The Wahkiakum County Eagle - Established as The Skamokawa Eagle in 1891

County revenue will benefit from hot timber market

Covid-19 response discussed

 


A hot timber market should boost Wahkiakum County revenue, representatives of the state Department of Natural Resources reported Tuesday.

Also at Tuesday's meeting of the county board of commissioners, citizens and commissioners resumed discussion of how they'd like to address restrictive guidelines mandated to counter the covid-19 pandemic.

DNR Regional Manager Eric Wisch and District Manager Padraig Callahan had good news and bad news.

The good news is that the timber market continues to be hot, and that is boosting the potential revenue from the harvest on county trust timberland.

The sale scheduled for this year, Irish Coffee Sorts, should generate around $1.6 million for the county, much higher than estimated last fall.

The agency is also bringing out a small 23-acre sale that should generate at least $343,500, Callahan said. The agency has extended the contract on this sale to end in 2022, so it will create revenue this year and next.

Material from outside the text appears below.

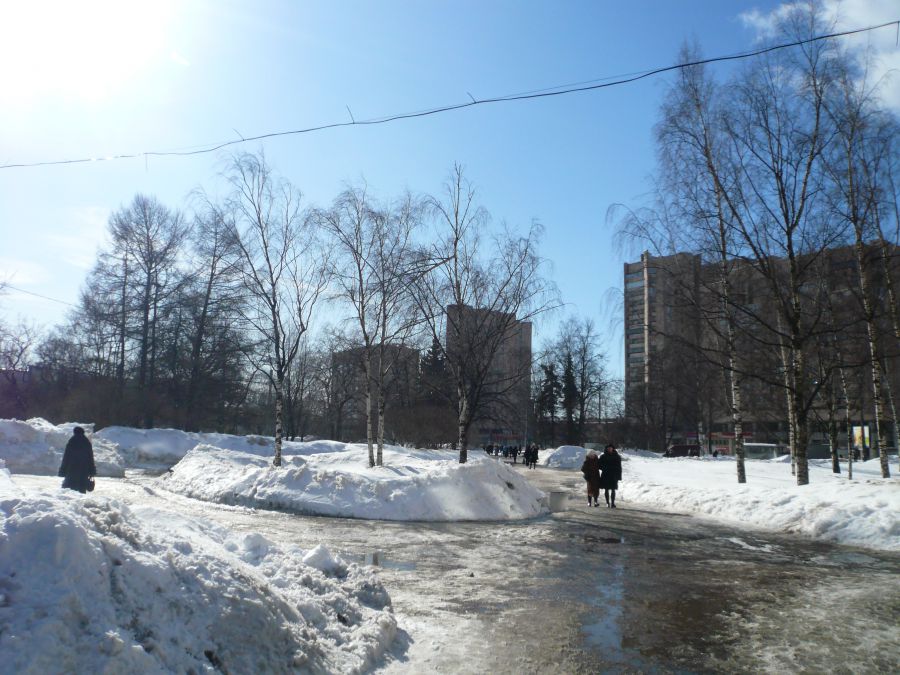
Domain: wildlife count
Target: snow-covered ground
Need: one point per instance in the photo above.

Revenue from the main sale planned for 2022, Elochomotive Sorts, is estimated at $1.3 million, Callahan said, and could go higher.

"The market is really hot and it looks like it will go into next year," he said.

The bad news is that a newly formed environmental group, the Center for Responsible Forestry, has challenged the Elochomotive Sorts sale, which is set to go out to bid in July.

"They're expressing alternate thoughts on management across all the trusts the agency manages, including Wahkiakum County's," Wisch said.

Commissioner Dan Cothren had previously discussed this issue with DNR staff and recommended they look for more small sales that could be ready if Elochomotive Sorts is held up.

He also pointed out that the volume of county timber ready for harvest will be high in the next few years and recommended that the agency spread out the harvest so that there's not a big influx of revenue followed by a quick drop as the harvestable volume is reduced.

The county needs a sustained volume for harvest, he said, adding that the revenue is very important for county operations.

John McKinley and Season Long, who have spoken during the meeting's public comment time the past two weeks, again raised concerns over covid-19 vaccine safety and state mandates for wearing of masks and asked what citizens could do to help county officials address these concerns with state officials.

Commission Chair Gene Strong responded that citizens should contact legislators to make their concerns known. That would complement the efforts of commissioners and local health department personnel who have been pressing state officials for more local control over pandemic response.

"I've watched them [Legislative District 19 senator and representatives] and they're trying to represent the people of the district," Strong said.

"You guys have been here the last few meetings," said Commissioner Dan Cothren, "and the word gets out."

Other speakers suggested county officials look into effects of shedding of vaccines and a resolution the City of Tumwater adopted to address the concerns.